Markets have given up on trying to fight the Fed. Yields and the dollar remain well-supported after Friday’s date showed the central bank’s preferred inflation measure accelerating in January, suggesting policymakers will have to move more aggressively to cool aggregate demand in the months ahead.
The core personal consumption expenditures price index climbed 4.7 percent from a year earlier, up slightly from December as consumer spending jumped 1.8 percent month over month. This pushed market-implied terminal rate expectations above the 5.5 percent threshold, with back-to-back quarter-point hikes expected at the next three meetings.
If historical price dynamics are any indication, risk-sensitive assets could edge higher through today’s session – but implied volatility levels could remain elevated as market participants seek to hedge themselves against even-steeper rate increases.
The euro is flirting with the 1.05 mark against the dollar as traders assess growing downside risks and position ahead of a critical inflation print later this week. According to data released earlier this morning, M3 money supply growth decelerated to a 3.5-percent annualized pace in January, down from 4.1 percent in the prior month – meaning that private demand could weaken as lending conditions worsen.

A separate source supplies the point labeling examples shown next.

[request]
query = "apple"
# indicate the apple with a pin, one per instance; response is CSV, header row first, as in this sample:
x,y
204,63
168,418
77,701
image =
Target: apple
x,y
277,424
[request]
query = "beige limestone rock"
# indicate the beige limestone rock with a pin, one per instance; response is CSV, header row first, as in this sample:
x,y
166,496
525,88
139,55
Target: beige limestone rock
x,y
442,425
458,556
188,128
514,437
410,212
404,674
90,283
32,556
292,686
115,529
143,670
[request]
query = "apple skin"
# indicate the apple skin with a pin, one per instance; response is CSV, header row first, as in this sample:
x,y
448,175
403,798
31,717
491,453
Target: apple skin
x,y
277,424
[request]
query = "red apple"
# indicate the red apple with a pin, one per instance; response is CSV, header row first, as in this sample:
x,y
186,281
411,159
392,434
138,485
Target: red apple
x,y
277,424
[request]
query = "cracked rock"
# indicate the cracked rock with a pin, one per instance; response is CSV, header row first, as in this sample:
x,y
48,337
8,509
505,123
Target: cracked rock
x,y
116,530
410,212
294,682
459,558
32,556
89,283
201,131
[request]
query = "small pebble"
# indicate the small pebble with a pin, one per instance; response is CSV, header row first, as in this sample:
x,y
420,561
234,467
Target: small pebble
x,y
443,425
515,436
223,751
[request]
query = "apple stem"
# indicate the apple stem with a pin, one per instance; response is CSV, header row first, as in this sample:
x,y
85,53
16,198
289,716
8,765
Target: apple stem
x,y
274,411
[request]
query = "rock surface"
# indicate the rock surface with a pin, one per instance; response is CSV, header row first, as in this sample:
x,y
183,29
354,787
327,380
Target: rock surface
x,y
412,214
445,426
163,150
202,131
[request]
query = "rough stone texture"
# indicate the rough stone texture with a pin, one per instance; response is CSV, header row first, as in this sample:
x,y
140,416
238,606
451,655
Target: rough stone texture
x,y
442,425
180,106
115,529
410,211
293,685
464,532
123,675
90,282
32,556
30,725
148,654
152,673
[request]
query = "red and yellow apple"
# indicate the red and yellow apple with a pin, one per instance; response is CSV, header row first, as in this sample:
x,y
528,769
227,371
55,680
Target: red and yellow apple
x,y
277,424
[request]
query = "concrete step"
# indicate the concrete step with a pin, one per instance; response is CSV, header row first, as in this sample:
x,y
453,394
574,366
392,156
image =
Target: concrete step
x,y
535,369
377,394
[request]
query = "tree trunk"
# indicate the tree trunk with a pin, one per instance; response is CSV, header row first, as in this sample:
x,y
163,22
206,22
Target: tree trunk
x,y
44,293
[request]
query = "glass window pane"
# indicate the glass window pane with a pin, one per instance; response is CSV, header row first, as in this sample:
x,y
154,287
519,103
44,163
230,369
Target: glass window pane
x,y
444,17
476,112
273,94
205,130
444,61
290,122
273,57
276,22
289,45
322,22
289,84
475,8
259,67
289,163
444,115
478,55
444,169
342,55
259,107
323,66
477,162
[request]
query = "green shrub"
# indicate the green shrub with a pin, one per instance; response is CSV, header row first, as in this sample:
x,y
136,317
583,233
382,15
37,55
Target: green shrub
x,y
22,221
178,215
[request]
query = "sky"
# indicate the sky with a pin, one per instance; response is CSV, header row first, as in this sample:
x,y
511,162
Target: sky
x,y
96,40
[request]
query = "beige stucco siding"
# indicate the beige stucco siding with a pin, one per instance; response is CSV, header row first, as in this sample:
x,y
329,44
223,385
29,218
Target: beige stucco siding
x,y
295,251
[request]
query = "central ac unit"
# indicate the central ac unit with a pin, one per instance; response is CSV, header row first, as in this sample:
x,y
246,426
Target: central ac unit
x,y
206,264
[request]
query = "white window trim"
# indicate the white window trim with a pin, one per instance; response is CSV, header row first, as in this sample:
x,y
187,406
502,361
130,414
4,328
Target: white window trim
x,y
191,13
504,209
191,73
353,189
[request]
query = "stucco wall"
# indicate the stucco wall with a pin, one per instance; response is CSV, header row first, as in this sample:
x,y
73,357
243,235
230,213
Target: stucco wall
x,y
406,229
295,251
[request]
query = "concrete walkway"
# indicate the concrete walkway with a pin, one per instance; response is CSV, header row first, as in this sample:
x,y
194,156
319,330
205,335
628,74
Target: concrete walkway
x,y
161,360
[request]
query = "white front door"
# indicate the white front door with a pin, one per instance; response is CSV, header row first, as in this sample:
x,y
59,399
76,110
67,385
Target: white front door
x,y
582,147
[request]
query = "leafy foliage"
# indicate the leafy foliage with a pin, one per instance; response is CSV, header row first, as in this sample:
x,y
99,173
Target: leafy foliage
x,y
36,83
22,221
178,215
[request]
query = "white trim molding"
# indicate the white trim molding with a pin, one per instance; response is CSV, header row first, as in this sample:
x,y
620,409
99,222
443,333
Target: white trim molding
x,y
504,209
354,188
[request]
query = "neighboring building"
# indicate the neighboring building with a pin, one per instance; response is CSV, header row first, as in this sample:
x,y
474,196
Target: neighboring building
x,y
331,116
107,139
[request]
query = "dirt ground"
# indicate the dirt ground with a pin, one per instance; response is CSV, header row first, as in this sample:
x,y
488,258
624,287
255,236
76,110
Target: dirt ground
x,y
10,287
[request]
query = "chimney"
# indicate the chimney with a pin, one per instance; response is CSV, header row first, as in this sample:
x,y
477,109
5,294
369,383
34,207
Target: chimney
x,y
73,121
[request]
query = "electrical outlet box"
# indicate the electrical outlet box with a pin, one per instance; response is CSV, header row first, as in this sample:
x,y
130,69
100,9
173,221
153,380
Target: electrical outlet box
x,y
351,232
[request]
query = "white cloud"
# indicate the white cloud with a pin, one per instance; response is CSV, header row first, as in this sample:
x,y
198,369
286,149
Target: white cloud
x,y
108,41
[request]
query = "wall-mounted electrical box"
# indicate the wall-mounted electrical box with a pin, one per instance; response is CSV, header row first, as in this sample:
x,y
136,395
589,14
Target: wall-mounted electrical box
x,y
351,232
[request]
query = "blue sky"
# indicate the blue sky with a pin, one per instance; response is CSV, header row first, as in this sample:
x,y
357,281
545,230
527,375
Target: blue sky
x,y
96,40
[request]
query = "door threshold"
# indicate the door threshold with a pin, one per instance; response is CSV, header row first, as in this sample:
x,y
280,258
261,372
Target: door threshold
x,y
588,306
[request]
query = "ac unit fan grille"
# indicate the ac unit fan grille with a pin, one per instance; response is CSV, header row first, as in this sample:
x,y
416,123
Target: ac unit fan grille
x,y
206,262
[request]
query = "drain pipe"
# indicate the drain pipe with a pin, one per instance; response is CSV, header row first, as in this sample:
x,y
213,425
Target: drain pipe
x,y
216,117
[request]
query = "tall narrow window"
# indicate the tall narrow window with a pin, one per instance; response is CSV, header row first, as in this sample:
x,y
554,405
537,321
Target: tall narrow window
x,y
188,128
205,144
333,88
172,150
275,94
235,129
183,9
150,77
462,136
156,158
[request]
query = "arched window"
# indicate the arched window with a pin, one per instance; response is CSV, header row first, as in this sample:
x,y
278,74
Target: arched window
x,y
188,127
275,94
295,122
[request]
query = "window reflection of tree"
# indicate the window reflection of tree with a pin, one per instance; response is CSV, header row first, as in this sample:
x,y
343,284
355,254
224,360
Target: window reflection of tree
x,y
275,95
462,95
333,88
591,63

Thursday’s February consumer price numbers are expected to show a fourth consecutive monthly decline in the headline inflation rate, paired with a modest increase in core prices. This should prove sufficient to keep the European Central Bank’s more hawkish elements on the warpath in the short term, but could also serve to anchor longer-term expectations, keeping yield differentials tilted against the common currency.
US durable goods orders probably tumbled by more than 3.6 percent in January, but December’s jump in Boeing aircraft orders likely skewed the headline print. With the transport category excluded, economists think purchase commitments climbed 0.1 percent. This might mark a deceleration from the pace set after the pandemic, but is respectable nonetheless – particularly in an environment characterized by goods deflation and more spending on services.
Pending home sales are expected to increase 0.9 percent in January from the previous month. Real estate market activity has proven surprisingly robust as strong balance sheets have helped households withstand higher borrowing costs, and as long-standing supply and demographic issues have created a persistent underlying demand imbalance.
Federal Open Market Committee member Philip Jefferson will discuss prices and the central bank’s dual mandate at 10:30. At a conference on Friday, he said The ongoing imbalance between the supply and demand for labor, combined with the large share of labor costs in the services sector, suggests that high inflation may come down only slowly”.
The Dallas Fed’s February manufacturing survey will land at 10:30, but markets are unlikely to react strongly – investors have long understood that the global factory sector is facing a slowdown, and (speaking frankly) survey data has largely proven useless in forecasting shifts in the real economy over the last year.
Tomorrow’s Canadian gross domestic product report is expected to show the economy flatlining in December, implying a 1.5 percent annualized expansion in the fourth quarter of 2022. Consumer spending probably remained strong, but business investment began to weaken toward the end of the year, and real estate-related activities hit a policy-induced wall.
Markets are unlikely to take this badly – employment, spending, and investment data suggest January’s print should show a drastic improvement (albeit one flattered by warmer-than-normal weather and easier financial conditions). We suspect winter is still on its way for the Canadian economy, and investors broadly agree – rate expectations for the Bank of Canada have badly lagged the Fed, suggesting that growth trajectories are seen diverging through the first quarter and beyond.